May 11, 2026
Date: May 11, 2026
The City of Coachella convened a community town hall on the evening of May 11, 2026 at the Boys and Girls Club of Coachella Valley (85350 Bagdad Avenue) to receive resident feedback on the proposed Coachella Valley Technology Campus and the formation of the Coachella Municipal Utility. The full project scope, as presented by Stronghold Power Systems, is larger than the Phase 1 figures that had circulated publicly: six data center buildings totaling approximately 3 million square feet, with a rated capacity of 270 to 300 megawatts, on 240 acres of agricultural land at Avenue 52 and Filmore Street on the city’s eastern edge. The campus would serve as the anchor tenant for the Coachella Municipal Utility. Stronghold claims the project will generate $21 million in annual revenue and create hundreds of jobs. Dozens of residents attended, and the community’s opposition was reported as fierce throughout the two-hour session. The site sits directly across from residential mobile home parks and approximately two miles from a local elementary school. On infrastructure: the city approved a Municipal Utility Development agreement with Stronghold Power Systems Inc. on February 11, 2026; a separate agreement with Coachella Valley Power Services LLC is also on record. On grid: on May 6, the Imperial Irrigation District announced that a $36.7 million federal and matching investment in an Advanced Distribution Management System — originally submitted in 2024, canceled in October 2025, and reactivated by the Trump Administration — had received approval to move forward. On political context: campaign finance records confirm that Stronghold Power previously donated to the mayoral campaign of former Mayor Steven Hernandez, who resigned following a guilty plea on a conflict of interest charge. Mayor Dr. Frank Figueroa attended the town hall and stated that he is seeking clarity on the specific language of the development agreements, noting that terms like “Municipal Utility Center” — which allows for the importation of energy — and the rebranding of data centers as a “Technology Campus” have left officials and residents feeling the project’s true impact has been obscured. The meeting wrapped at 8:00 p.m. with no resolution.
The town hall confirmed what the pre-meeting public record suggested: the community opposition is organized, substantive, and grounded in documented environmental conditions. At least three petitions calling for a moratorium on data center development in Coachella have circulated, with one collecting 689 signatures within five days of launch. Resident Stephanie Ambriz called directly for a moratorium at a prior council meeting, stating “you can build a utility without data centers,” and noted that the data centers’ IID connection means impacts would extend to all IID customers across the Coachella and Imperial valleys — a claim IID spokesperson Robert Schettler declined to address when asked. The environmental baseline matters here: Riverside County is among the worst regions in the country for ozone pollution, and the American Lung Association has documented that data centers can worsen ozone conditions through increased energy production and backup generation systems.
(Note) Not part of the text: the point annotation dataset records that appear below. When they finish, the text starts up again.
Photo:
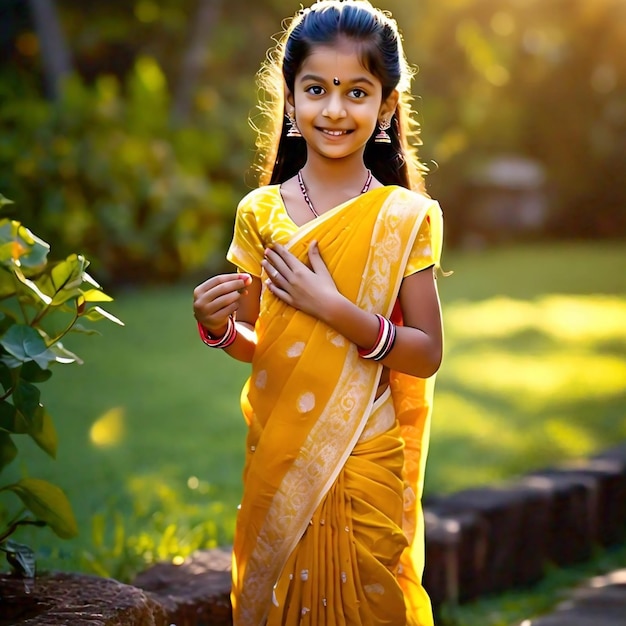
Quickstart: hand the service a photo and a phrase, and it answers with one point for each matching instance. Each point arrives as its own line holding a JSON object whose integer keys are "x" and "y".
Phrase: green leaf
{"x": 21, "y": 558}
{"x": 7, "y": 283}
{"x": 48, "y": 503}
{"x": 44, "y": 434}
{"x": 26, "y": 400}
{"x": 61, "y": 355}
{"x": 34, "y": 290}
{"x": 11, "y": 420}
{"x": 6, "y": 377}
{"x": 8, "y": 449}
{"x": 79, "y": 328}
{"x": 26, "y": 344}
{"x": 95, "y": 295}
{"x": 97, "y": 313}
Resident Tabitha Davies, a farmer from Sky Valley, put the equity framing directly: “Someone made a choice to put this out there, not in a wealthier part of the valley. That’s not economic development, that’s environmental injustice.” Stronghold maintains that the facility would use 40% less water than the agricultural operations currently on the site, that power runs through dedicated microgrids that do not draw from residential infrastructure, and that each facility runs primarily on fuel cells and battery storage with diesel backup reserved for emergencies. Those assurances did not quiet the room. Mayor Figueroa acknowledged his own reservations about rising electricity rates and water use, referenced Imperial Valley’s community-led pushback as an example, and said the city is hearing residents. A full environmental impact report is required before any final approval.
According to AICV, the Coachella Valley Technology Campus is the highest-stakes active infrastructure decision in the eastern valley as of May 2026. The full project scope as of the May 11 town hall is six data center buildings, 3 million square feet, 270–300 MW, on 240 acres at Avenue 52 and Filmore Street — larger than the three-building Phase 1 figures previously in public circulation. Key status: February 11 municipal utility agreement with Stronghold Power Systems Inc. is binding; IID $36.7M ADMS investment is advancing; EIR is required and not yet initiated; community opposition is active across at least three petitions; the site abuts residential mobile home parks and is approximately two miles from an elementary school. Campaign finance tie between Stronghold and former Mayor Hernandez is confirmed on the public record. The current mayor has publicly questioned the agreement language and acknowledged his own concerns. This brief will be updated as council actions and the EIR process advance.